The menu showcases some of the elemental dishes of Vietnamese cuisine, such as pho, a beef noodle soup, and noodle bowls known as bun. Dishes come with a protein of your choice, along with fresh herbs, including cilantro, basil and lemon grass.

And of course, rice. Lots and lots of rice: rice paper, rice vermicelli, flat rice noodles, jasmine rice and sticky rice. Two spring rolls ($3.95), served with a peanut dipping sauce, reveal a row of shrimp and basil leaves through translucent rice paper. Lime’s version is a familiar combination of gummy skin, crunchy lettuce and slightly hot and sweet peanut sauce. It’s a well-executed dish, but had I stopped to think about all the rice that was headed my way, I would have ordered the papaya salad instead.

The food at Lime comes out at a breakneck pace. I barely had time to contemplate my first bite of the spring roll when the entrees arrived, including pho with meatballs ($8.95) in a bowl the size of a small sink. The broth’s watery appearance is deceiving, as it’s full of the kind of rich beef flavor you get from simmering soup bones and vegetables for hours on end. You can enliven it with tableside condiments such as hot sauce, soy sauce and hoisin sauce, along with the accompanying plate of jalapeƱos, bean sprouts and basil.

The broth is the real highlight here, as it should be with pho. The dense, rubbery wedges of meatball don’t add much to the dish, and the noodles overwhelm you quickly. If you’ve ever wondered how many rice noodles you can put away in one sitting, this is your chance to find out.

Stir-fry chicken is served with zucchini, broccoli and carrots over rice vermicelli noodles at Lime Vietmamese Restaurant. (Richard S. Dargan/For The Journal)

A more balanced dish is found in the stir-fried rice noodles with chicken ($8.50). Here, the rice vermicelli noodles play a backup role to the tender bits of white-meat chicken and cut-up vegetables. So often the veggies in stir fry end up sodden, so the light touch with the soy-based sauce here is welcome.

Three servers keep things moving briskly in the small space, about half-full on a Saturday night. They know the menu well and are happy to adapt dishes to customer needs, even offering to make a vegetable broth in the kitchen for a gluten-free diner.

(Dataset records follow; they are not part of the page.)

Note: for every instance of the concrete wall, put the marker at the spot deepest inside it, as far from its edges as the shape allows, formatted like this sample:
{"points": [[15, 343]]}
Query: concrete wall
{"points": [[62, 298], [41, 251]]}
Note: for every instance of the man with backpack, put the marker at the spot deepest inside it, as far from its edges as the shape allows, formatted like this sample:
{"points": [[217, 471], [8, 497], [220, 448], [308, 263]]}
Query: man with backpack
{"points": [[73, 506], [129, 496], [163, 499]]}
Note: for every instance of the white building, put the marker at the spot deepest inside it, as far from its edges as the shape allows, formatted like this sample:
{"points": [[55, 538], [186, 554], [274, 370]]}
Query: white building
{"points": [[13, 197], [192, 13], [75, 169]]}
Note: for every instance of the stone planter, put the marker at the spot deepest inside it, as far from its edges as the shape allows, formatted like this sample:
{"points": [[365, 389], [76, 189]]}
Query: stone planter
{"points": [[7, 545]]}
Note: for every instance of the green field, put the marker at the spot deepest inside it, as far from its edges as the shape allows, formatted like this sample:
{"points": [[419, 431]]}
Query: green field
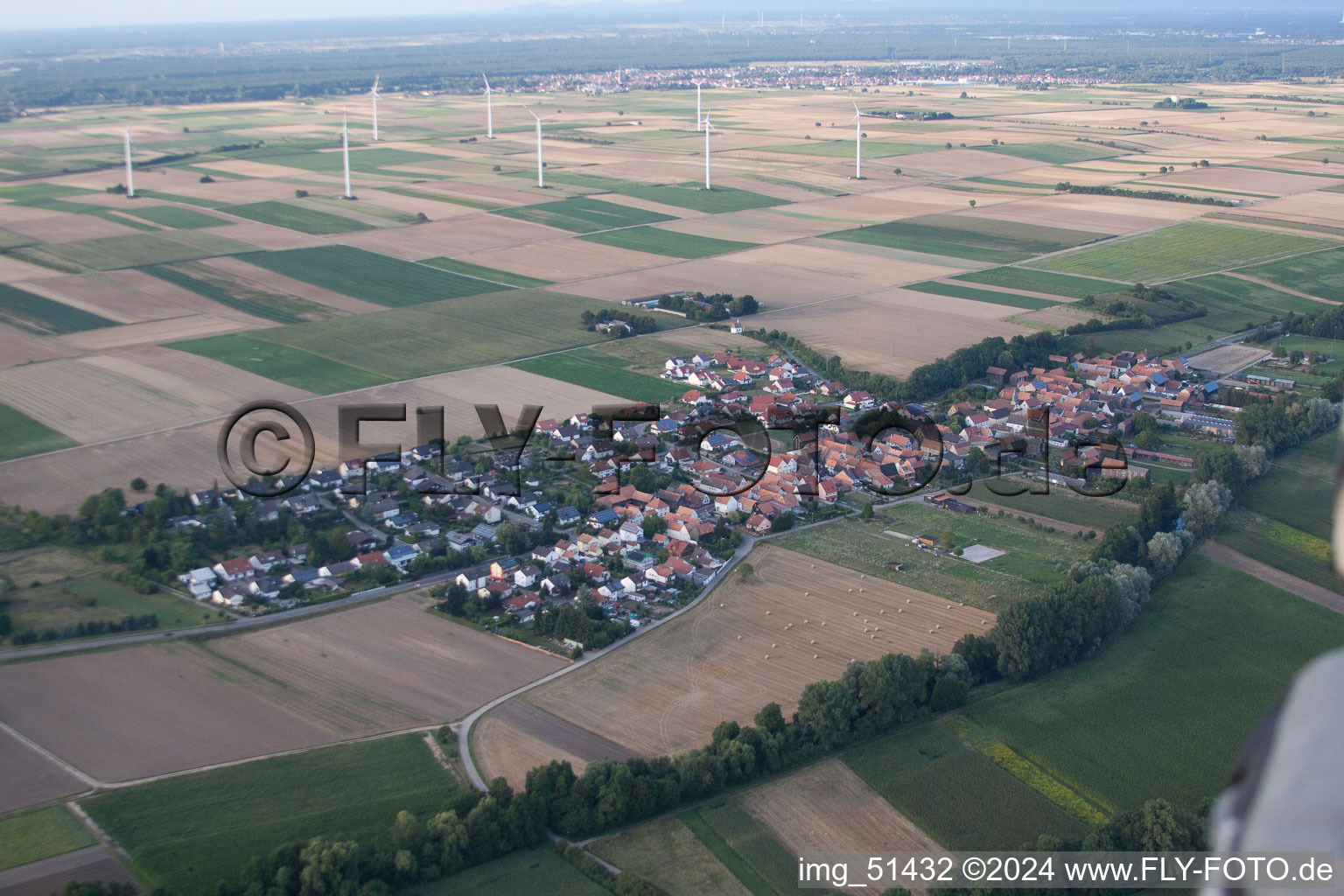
{"points": [[191, 832], [501, 277], [175, 218], [982, 294], [1062, 504], [283, 363], [1033, 557], [43, 316], [368, 276], [1163, 710], [667, 242], [138, 250], [22, 436], [1318, 274], [745, 846], [582, 215], [40, 835], [1054, 153], [350, 352], [602, 373], [293, 215], [1180, 250], [1040, 281], [955, 793], [534, 871], [270, 306], [982, 240]]}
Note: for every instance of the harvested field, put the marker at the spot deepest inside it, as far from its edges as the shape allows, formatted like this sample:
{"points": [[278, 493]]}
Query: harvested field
{"points": [[668, 690], [503, 750], [1228, 359], [150, 710], [827, 808], [32, 778]]}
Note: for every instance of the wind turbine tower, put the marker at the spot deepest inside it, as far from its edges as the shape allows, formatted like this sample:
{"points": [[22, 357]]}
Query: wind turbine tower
{"points": [[130, 182], [374, 95], [489, 109], [707, 130], [541, 165], [344, 150], [858, 140]]}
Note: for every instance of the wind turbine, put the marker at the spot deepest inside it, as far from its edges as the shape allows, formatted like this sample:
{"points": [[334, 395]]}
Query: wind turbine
{"points": [[858, 140], [130, 183], [344, 150], [709, 127], [374, 95], [541, 178], [489, 109]]}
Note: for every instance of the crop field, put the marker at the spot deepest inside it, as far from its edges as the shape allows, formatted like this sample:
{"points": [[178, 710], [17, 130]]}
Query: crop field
{"points": [[293, 215], [668, 690], [605, 373], [408, 341], [744, 845], [964, 236], [1319, 274], [368, 276], [1180, 250], [582, 215], [534, 871], [382, 667], [667, 242], [827, 808], [995, 298], [187, 833], [176, 218], [1032, 557], [40, 835], [283, 363], [43, 316], [22, 436], [941, 785], [500, 277], [1040, 281], [1164, 708], [668, 855], [58, 587], [138, 250]]}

You’d be remiss if you left Lime without sampling from its menu of fruit juices and shakes. The avocado shake ($4.25) is made from fresh avocado blended with ice and sweetened condensed milk, a staple the Vietnamese adopted during the French colonial era. Silky smooth, sweet but not cloying, the shake works both as an accompaniment to the spicy meals and as a dessert.

With its prices, service and quality, Lime is a worthy addition to the city’s roster of Vietnamese restaurants.